A palavra que resta, Stênio Gardel, (D. Quixote)

 

   Porque decidimos ler um livro? Podemos passar por uma livraria e apaixonarmo-nos pela capa ou pelo título ou pelo resumo que está na contracapa. Podemos decidir lê-lo porque já lemos outros livros do mesmo autor ou porque lemos uma crítica ou alguém nos falou dele ou ainda porque alguém no-lo oferece.

   Foi o caso deste livro, A palavra que resta. Provavelmente se não mo tivessem oferecido não o teria descoberto e teria perdido a leitura deste livro extraordinário, que sendo sobre as pessoas excluídas, discriminadas por serem homossexuais, transsexuais ou travestis, é, na realidade, sobre a importância de aprendermos, seja a ler, seja a ver o mundo de outra maneira.

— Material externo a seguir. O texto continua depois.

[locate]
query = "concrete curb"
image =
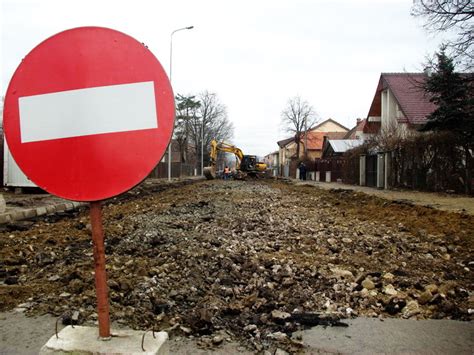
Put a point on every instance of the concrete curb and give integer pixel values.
(28, 213)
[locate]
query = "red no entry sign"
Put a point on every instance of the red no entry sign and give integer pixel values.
(88, 113)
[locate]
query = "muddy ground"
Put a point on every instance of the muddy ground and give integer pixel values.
(249, 261)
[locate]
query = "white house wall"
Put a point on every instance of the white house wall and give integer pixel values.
(329, 127)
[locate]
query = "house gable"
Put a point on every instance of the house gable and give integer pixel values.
(400, 97)
(329, 125)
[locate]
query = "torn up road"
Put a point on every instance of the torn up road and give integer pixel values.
(249, 261)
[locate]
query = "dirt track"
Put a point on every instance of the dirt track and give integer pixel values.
(247, 260)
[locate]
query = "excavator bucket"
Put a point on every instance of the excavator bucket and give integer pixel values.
(209, 173)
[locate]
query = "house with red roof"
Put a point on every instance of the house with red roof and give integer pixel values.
(400, 103)
(311, 142)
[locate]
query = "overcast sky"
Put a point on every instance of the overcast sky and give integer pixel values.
(254, 54)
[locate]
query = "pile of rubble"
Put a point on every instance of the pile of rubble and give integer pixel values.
(251, 261)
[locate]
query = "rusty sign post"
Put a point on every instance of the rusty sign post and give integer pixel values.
(101, 286)
(69, 136)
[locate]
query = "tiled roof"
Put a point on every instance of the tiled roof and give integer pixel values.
(365, 127)
(343, 145)
(408, 91)
(315, 128)
(371, 127)
(284, 142)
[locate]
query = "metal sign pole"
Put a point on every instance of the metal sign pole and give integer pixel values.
(100, 273)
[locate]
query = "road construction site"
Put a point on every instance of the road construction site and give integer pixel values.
(245, 262)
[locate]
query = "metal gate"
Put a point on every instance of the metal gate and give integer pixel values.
(371, 170)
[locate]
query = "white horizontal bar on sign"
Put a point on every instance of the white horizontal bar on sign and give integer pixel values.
(83, 112)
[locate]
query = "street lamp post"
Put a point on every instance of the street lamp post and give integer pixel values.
(202, 147)
(171, 66)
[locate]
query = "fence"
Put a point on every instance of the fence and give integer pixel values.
(432, 162)
(330, 169)
(177, 170)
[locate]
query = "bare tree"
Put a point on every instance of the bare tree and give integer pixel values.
(209, 121)
(444, 15)
(297, 117)
(186, 110)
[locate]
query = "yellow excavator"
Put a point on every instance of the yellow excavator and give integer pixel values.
(247, 165)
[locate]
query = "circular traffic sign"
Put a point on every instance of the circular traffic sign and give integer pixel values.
(88, 113)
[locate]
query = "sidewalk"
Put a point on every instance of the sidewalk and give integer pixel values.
(30, 205)
(451, 203)
(26, 335)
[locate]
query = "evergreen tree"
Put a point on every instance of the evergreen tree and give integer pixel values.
(452, 94)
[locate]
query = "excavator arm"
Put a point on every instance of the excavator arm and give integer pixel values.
(216, 147)
(247, 164)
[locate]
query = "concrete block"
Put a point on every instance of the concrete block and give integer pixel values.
(85, 340)
(5, 218)
(17, 215)
(61, 207)
(3, 204)
(41, 211)
(30, 213)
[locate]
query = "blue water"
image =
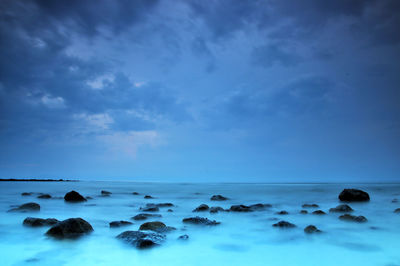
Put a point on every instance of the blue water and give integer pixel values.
(241, 239)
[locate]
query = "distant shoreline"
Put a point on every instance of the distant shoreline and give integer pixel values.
(37, 180)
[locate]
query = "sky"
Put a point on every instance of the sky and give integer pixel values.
(200, 91)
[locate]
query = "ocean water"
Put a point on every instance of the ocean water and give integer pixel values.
(240, 239)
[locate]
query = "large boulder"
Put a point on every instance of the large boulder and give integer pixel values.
(27, 207)
(350, 195)
(74, 196)
(142, 239)
(199, 221)
(70, 228)
(38, 222)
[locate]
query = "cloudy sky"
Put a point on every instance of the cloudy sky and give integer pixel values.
(194, 90)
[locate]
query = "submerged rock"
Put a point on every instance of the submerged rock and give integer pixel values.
(115, 224)
(201, 208)
(27, 207)
(70, 228)
(218, 198)
(341, 208)
(200, 221)
(311, 229)
(74, 196)
(144, 216)
(142, 239)
(353, 195)
(353, 218)
(284, 224)
(37, 222)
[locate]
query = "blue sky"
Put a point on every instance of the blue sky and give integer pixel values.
(192, 91)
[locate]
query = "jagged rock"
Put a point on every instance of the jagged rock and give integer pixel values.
(115, 224)
(201, 208)
(218, 198)
(37, 222)
(27, 207)
(200, 221)
(142, 239)
(341, 208)
(350, 195)
(353, 218)
(74, 196)
(70, 228)
(284, 224)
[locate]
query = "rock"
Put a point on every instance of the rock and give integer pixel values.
(353, 195)
(115, 224)
(74, 196)
(200, 221)
(318, 212)
(44, 196)
(37, 222)
(341, 208)
(353, 218)
(218, 198)
(27, 207)
(284, 224)
(70, 228)
(183, 237)
(142, 239)
(310, 205)
(216, 209)
(144, 216)
(201, 208)
(311, 229)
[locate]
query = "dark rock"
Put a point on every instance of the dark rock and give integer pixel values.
(37, 222)
(201, 208)
(144, 216)
(200, 221)
(353, 195)
(284, 224)
(310, 205)
(353, 218)
(218, 198)
(311, 229)
(115, 224)
(27, 207)
(70, 228)
(142, 239)
(341, 208)
(74, 196)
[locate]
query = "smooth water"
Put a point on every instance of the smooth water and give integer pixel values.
(241, 239)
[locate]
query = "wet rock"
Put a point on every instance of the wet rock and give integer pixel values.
(311, 229)
(353, 218)
(307, 205)
(142, 240)
(284, 224)
(70, 228)
(144, 216)
(37, 222)
(74, 196)
(115, 224)
(201, 208)
(44, 196)
(156, 226)
(218, 198)
(350, 195)
(27, 207)
(341, 208)
(199, 221)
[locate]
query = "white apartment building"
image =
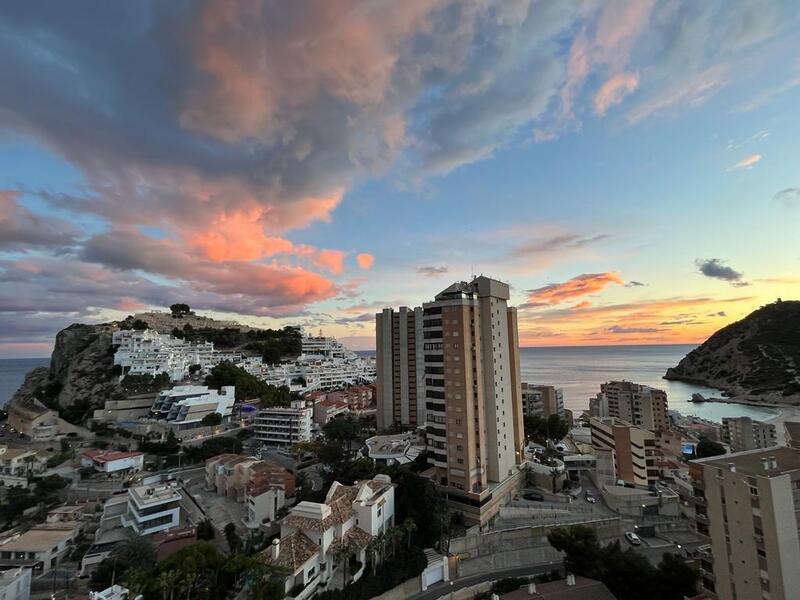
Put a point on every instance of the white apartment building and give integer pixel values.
(350, 515)
(743, 433)
(15, 584)
(112, 461)
(284, 426)
(153, 353)
(184, 406)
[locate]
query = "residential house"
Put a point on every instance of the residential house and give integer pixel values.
(313, 533)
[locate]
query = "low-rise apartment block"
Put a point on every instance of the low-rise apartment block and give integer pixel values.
(284, 426)
(543, 400)
(15, 584)
(743, 433)
(632, 450)
(185, 406)
(748, 503)
(311, 534)
(639, 405)
(108, 461)
(262, 486)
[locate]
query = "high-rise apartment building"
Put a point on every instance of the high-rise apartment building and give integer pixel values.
(470, 389)
(633, 450)
(748, 503)
(542, 400)
(637, 404)
(742, 433)
(400, 375)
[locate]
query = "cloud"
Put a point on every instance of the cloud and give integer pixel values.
(432, 271)
(747, 162)
(614, 90)
(365, 261)
(789, 197)
(22, 229)
(716, 269)
(582, 285)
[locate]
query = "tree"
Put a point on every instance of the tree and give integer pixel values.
(179, 310)
(706, 447)
(233, 539)
(205, 530)
(212, 420)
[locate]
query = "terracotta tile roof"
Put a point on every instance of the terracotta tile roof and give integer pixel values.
(296, 550)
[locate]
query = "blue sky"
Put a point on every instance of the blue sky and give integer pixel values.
(630, 168)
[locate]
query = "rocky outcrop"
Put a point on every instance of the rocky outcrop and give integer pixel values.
(80, 374)
(757, 358)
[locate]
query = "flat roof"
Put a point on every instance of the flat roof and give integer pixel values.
(37, 540)
(749, 462)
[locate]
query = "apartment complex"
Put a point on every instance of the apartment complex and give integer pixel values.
(748, 503)
(636, 404)
(399, 363)
(544, 400)
(284, 426)
(454, 366)
(631, 450)
(261, 486)
(185, 406)
(742, 433)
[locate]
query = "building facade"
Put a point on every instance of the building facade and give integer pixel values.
(543, 400)
(639, 405)
(284, 426)
(748, 503)
(399, 364)
(631, 450)
(743, 433)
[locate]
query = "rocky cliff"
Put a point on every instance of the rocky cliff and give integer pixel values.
(757, 358)
(80, 376)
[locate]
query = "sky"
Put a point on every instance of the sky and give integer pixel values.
(630, 168)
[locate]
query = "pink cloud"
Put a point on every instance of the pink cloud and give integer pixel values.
(365, 261)
(614, 90)
(582, 285)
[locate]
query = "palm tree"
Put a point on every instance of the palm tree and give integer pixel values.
(409, 527)
(166, 583)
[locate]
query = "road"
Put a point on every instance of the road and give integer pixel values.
(441, 589)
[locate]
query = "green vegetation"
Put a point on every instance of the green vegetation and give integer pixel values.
(144, 384)
(628, 574)
(706, 447)
(198, 571)
(249, 387)
(540, 429)
(180, 310)
(406, 564)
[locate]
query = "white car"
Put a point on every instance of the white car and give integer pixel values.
(634, 539)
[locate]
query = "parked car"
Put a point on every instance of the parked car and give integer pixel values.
(634, 539)
(535, 496)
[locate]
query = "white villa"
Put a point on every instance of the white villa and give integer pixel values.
(184, 406)
(150, 352)
(313, 532)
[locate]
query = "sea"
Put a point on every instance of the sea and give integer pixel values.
(578, 370)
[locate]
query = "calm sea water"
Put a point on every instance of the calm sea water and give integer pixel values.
(580, 370)
(12, 374)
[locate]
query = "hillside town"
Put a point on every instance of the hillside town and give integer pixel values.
(330, 474)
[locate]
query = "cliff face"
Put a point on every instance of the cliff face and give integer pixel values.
(757, 357)
(80, 374)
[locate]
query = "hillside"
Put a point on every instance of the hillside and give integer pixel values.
(81, 376)
(757, 358)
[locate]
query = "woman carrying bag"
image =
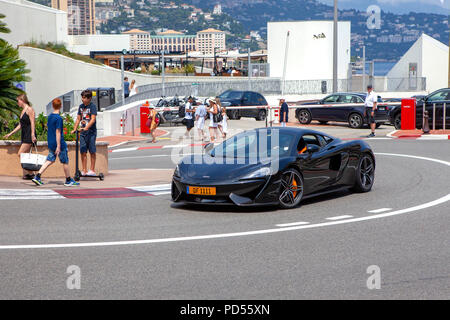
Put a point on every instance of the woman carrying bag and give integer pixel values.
(152, 122)
(28, 131)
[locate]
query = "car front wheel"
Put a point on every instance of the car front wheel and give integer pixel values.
(291, 189)
(355, 121)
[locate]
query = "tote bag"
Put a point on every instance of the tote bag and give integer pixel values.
(32, 161)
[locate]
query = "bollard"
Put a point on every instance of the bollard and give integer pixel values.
(426, 126)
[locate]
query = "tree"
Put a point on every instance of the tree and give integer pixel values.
(12, 70)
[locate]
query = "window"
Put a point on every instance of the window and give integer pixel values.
(330, 99)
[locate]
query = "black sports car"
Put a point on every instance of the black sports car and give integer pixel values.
(273, 166)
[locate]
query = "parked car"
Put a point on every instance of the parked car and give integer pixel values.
(437, 98)
(247, 99)
(341, 107)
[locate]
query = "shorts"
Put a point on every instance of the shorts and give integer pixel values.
(87, 142)
(63, 157)
(370, 118)
(189, 123)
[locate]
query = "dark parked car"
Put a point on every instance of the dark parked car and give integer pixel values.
(248, 99)
(294, 164)
(437, 98)
(341, 107)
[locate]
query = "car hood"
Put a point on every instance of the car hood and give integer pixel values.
(202, 169)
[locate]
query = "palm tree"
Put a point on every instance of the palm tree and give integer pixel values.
(12, 71)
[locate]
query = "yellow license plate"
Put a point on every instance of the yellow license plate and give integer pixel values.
(202, 191)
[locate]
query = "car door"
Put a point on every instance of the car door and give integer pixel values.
(435, 102)
(247, 103)
(325, 111)
(316, 167)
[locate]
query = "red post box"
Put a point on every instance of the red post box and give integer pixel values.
(144, 112)
(408, 114)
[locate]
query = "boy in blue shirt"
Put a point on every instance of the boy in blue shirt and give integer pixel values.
(57, 147)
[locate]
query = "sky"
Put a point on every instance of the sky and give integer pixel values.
(397, 6)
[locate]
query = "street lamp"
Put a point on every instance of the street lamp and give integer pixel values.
(335, 60)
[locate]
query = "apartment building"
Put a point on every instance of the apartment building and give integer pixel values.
(80, 15)
(209, 39)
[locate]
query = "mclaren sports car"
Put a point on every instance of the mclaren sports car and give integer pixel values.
(273, 166)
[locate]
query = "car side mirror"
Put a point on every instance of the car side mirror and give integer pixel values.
(312, 148)
(208, 147)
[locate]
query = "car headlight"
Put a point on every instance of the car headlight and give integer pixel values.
(260, 173)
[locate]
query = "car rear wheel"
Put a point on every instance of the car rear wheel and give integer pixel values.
(398, 121)
(365, 174)
(355, 121)
(291, 189)
(304, 116)
(235, 115)
(261, 115)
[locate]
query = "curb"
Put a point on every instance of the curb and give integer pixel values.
(78, 193)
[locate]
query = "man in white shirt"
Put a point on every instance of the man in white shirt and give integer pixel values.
(371, 107)
(189, 120)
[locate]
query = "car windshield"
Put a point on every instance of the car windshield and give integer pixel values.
(255, 144)
(231, 95)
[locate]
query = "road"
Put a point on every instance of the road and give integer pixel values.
(149, 248)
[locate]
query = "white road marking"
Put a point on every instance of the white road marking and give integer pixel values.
(430, 204)
(339, 217)
(300, 223)
(29, 194)
(380, 210)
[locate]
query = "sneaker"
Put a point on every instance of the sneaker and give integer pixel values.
(37, 181)
(91, 173)
(71, 183)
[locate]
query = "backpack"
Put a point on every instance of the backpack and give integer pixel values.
(181, 111)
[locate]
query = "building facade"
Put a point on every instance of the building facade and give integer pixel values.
(173, 41)
(80, 15)
(211, 40)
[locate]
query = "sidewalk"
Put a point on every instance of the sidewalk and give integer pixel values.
(434, 134)
(115, 179)
(121, 139)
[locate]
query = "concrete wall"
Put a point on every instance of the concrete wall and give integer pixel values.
(53, 75)
(310, 53)
(99, 42)
(431, 57)
(10, 163)
(29, 21)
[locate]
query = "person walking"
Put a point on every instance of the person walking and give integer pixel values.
(200, 116)
(222, 125)
(87, 119)
(133, 89)
(371, 106)
(212, 110)
(284, 112)
(57, 147)
(153, 124)
(27, 125)
(126, 87)
(188, 116)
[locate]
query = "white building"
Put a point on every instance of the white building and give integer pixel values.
(84, 44)
(310, 49)
(29, 21)
(427, 58)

    É um livro lindíssimo e ao mesmo tempo doloroso. Está dividido em quatro partes e cada parte em pequenos capítulos. Conta a história de amor entre Raimundo e Cícero, dois jovens que se conheciam desde meninos. De Raimundo sabemos o nome completo: Raimundo Gaudêncio de Freitas. De Cícero apenas sabemos o nome próprio. Ao contrário de Cícero, Raimundo não pôde estudar porque o “pai lhe dizia que a letra era pra menino que não precisava encher o próprio prato.” (pg. 13)

    Quando os pais dos dois jovens descobrem o que existe entre eles, agridem-nos brutalmente, mas como explica o pai de Raimundo, é para o tirar do caminho da morte, o que só mais tarde o filho compreenderá. A mãe não o aceita e diz-lhe que ele se deve ir embora de casa. “A voz que afaga, a voz que afoga.”

    Os dois não têm sequer oportunidade de se despedir. Cícero não aparece no encontro que tinha combinado com Raimundo:

    “Foi ele que marcou e não apareceu, me deixou o dia todinho aqui, velando essa cruz, o monte de futuro que a pessoa consegue pensar num dia, adiantou de nada, o dia todo feito besta, ele me faz passar uma dessa, o que eu tinha feito a ele? Porque ele não veio?” (pg. 69)

    Mas Cícero deixa-lhe uma carta e 52 anos depois Raimundo vai aprender a ler para poder ler a carta que guardou, escondida numa caixa de sapatos debaixo da cama.

    Depois de sair de casa dos pais, de trabalhar a carregar e a descarregar camionetes, escondendo a sua homossexualidade, Raimundo conhece Suzzanný, e terminam por viver juntos:

    “Quando a gente sai na rua é desse jeito, fica segurando minha mão, ainda hoje tem gente que estranha, homem velho de mão dada com travesti velha, uns cochichando de um lado, uns olhando atravessado de outro, deixa estranhar, um dia eles aprendem, eu aprendi, eles aprendem, mas tem que querer, querer sair da ignorância, é quase como eu querendo aprender a ler e escrever, tomei a decisão de ver o mundo de outro jeito, me sentir mais dentro dele, porque a ignorância faz é isso, exclui, isola…” (pg. 111)

     A escrita é belíssima, com recurso frequente apalavras inventadas:

   “O sol começava a se despendurar do meio do dia.” (pg. 19)

     “E essa mania de desafundar memória velha?” (pg. 28)

    Com A palavra que resta, Stênio Gardel recebeu o National Book Award (para obra traduzida), inédito no caso de um romance de língua portuguesa, e no discurso de agradecimento disse:

    Crescendo como um menino gay no interior do nordeste do Brasil, era impossível para mim sonhar com uma honra como esta. Mas estando aqui esta noite, recebendo este prémio por um romance sobre a jornada de outro homem gay até sua auto-aceitação, eu quero dizer a todas as pessoas que já se sentiram erradas em relação a si mesmas que seu coração e seu desejo são verdadeiros e vocês são tão merecedores, como todo mundo, de ter uma vida realizada e alcançar sonhos impossíveis.”

    A história sofrida de Raimundo (e de Cícero e Suzzanný) só poderia ser tão belissimamente (d)escrita por quem a viveu e sofreu.